Once under the bridge and through the culvert, the river returns to one stem.  Here, the camera is facing downstream from the Winnicut Rd. bridge in Stratham, NH  

Saturday, September 10, 2011

Armed and Dangerous!

Look out, bugs, no rock will be left unturned!

Okay, that's not true.

Sampling for biological indicators of water quality, i.e. aquatic "bugs," commenced on Friday, September 9, 2011.  Great day!  From left: Kevin Lucey, Restoration Coordinator, Coastal Program, NHDES; Jean Eno, Winnicut Project Director, New Hampshire Rivers Council; Sally Soule, Supervisor, Coastal Watershed Assistance Section, NHDES; and, Andrew Gould, biologist, Coastal Program, NHDES

Biological monitoring begins!

With September here and only two water quality sampling days to go, the time is right for sampling aquatic insects in various streams and sections of the Winnicut River.  So far, we have identified four areas where there's potential for sampling.  This site, which is part of some conserved land in Stratham, certainly makes this kind of work all the more worth it!
Standing on a Volkswagon-size boulder, looking south (upstream).  This ~200' section will be perfect for "scrubbing for bugs" (lifting rocks and looking underneath!) as it has many of the conditions that are suitable for them: shallow, flowing current, and lots of rocks, gravel and sand for a riverbed.  "Riffles" are what we look for--water splashing over rocks.
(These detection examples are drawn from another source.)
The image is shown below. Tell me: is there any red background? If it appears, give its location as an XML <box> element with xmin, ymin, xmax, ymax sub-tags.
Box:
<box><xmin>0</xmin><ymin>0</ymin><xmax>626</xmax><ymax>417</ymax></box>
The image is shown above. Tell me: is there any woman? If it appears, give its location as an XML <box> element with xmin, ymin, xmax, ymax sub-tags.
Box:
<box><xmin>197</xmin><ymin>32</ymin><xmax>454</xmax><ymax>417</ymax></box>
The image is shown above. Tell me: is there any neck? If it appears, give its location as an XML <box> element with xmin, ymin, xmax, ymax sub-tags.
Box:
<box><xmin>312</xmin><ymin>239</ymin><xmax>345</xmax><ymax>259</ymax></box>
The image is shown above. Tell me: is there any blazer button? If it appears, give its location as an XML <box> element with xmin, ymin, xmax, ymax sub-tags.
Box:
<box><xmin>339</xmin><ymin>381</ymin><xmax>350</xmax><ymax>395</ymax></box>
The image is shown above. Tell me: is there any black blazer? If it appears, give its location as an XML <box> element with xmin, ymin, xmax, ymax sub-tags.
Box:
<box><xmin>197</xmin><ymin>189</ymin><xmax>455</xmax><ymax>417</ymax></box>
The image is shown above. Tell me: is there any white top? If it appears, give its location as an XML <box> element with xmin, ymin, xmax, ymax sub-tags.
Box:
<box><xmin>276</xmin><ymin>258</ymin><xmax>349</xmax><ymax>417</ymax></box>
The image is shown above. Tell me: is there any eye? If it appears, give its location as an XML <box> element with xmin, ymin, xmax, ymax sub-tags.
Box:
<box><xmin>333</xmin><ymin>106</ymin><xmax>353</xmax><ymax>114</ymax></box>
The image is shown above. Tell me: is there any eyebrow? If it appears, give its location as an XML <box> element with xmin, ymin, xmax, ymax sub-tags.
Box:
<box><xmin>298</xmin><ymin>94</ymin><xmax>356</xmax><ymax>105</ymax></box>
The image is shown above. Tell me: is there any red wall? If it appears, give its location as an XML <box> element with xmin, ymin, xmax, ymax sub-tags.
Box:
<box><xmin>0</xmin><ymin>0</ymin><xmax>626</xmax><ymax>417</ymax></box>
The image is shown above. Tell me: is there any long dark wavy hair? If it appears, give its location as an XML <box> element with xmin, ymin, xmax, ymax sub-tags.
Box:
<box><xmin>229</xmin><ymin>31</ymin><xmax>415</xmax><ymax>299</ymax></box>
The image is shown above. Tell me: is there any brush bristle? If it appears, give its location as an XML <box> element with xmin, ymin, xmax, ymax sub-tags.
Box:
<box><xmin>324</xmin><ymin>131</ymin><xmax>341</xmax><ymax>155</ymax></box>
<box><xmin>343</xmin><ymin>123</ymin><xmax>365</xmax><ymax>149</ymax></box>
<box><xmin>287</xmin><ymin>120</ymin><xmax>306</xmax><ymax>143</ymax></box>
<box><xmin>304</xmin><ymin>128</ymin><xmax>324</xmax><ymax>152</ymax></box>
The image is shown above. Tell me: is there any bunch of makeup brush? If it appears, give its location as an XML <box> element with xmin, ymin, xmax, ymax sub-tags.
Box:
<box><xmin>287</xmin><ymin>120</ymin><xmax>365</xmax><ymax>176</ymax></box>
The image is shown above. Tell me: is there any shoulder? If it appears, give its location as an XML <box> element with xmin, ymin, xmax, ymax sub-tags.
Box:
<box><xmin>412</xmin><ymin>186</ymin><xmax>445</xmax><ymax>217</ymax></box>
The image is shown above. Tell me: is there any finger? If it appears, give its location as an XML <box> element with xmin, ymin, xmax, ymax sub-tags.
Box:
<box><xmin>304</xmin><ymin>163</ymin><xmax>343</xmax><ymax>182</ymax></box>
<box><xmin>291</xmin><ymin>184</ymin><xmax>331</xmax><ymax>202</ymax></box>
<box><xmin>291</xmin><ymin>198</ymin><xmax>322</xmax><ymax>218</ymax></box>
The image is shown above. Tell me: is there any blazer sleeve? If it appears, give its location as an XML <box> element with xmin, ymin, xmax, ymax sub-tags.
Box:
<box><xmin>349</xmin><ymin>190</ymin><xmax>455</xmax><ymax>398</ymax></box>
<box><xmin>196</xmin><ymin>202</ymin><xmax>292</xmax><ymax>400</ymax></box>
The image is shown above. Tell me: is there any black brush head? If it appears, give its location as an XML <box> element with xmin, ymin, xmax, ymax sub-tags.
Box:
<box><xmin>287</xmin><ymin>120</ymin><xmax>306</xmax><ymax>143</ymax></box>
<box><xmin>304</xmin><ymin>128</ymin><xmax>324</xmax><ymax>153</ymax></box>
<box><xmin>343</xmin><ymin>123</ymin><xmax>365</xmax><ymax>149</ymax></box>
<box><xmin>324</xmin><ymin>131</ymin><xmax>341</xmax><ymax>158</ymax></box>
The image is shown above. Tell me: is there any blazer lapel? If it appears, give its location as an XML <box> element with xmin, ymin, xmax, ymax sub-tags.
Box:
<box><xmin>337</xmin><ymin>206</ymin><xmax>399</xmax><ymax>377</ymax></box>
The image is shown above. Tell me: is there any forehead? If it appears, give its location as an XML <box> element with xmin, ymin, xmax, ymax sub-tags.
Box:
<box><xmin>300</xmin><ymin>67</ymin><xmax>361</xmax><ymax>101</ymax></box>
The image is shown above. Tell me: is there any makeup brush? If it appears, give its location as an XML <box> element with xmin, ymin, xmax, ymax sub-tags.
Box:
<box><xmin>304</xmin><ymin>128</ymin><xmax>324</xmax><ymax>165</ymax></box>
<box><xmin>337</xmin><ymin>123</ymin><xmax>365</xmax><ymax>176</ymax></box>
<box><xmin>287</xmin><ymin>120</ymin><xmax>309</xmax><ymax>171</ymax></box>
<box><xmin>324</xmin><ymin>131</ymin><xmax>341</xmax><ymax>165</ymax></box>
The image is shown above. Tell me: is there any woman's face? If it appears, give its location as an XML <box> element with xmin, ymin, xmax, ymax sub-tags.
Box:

Exeter volunteer David Loch, who has a background in biology and macroinvertebrate sampling (macroinvertebrates are large aquatic organisms), assesses the center of the river's current.

Monday, September 5, 2011

WRWC at EPA OSV Bold "Open Boat" day

While hot and humid on Sunday, many people visited the OSV Bold.  Guests to the WRWC table received fun stickers, Iams dog bones, and doggie waste baggies for pledging to pick up after their pet!
Lots of new hands were added to the 'Just One Hand' board, with more than 40 new pledges collected by day's end.

We were welcomed aboard in the truest of gracious hosting.  Chef Amanda knocked out a luncheon buffet to suit all dietary requirements, and her dessert table--complete with tartlets and cheesecakes and cupcakes--was scrumptious!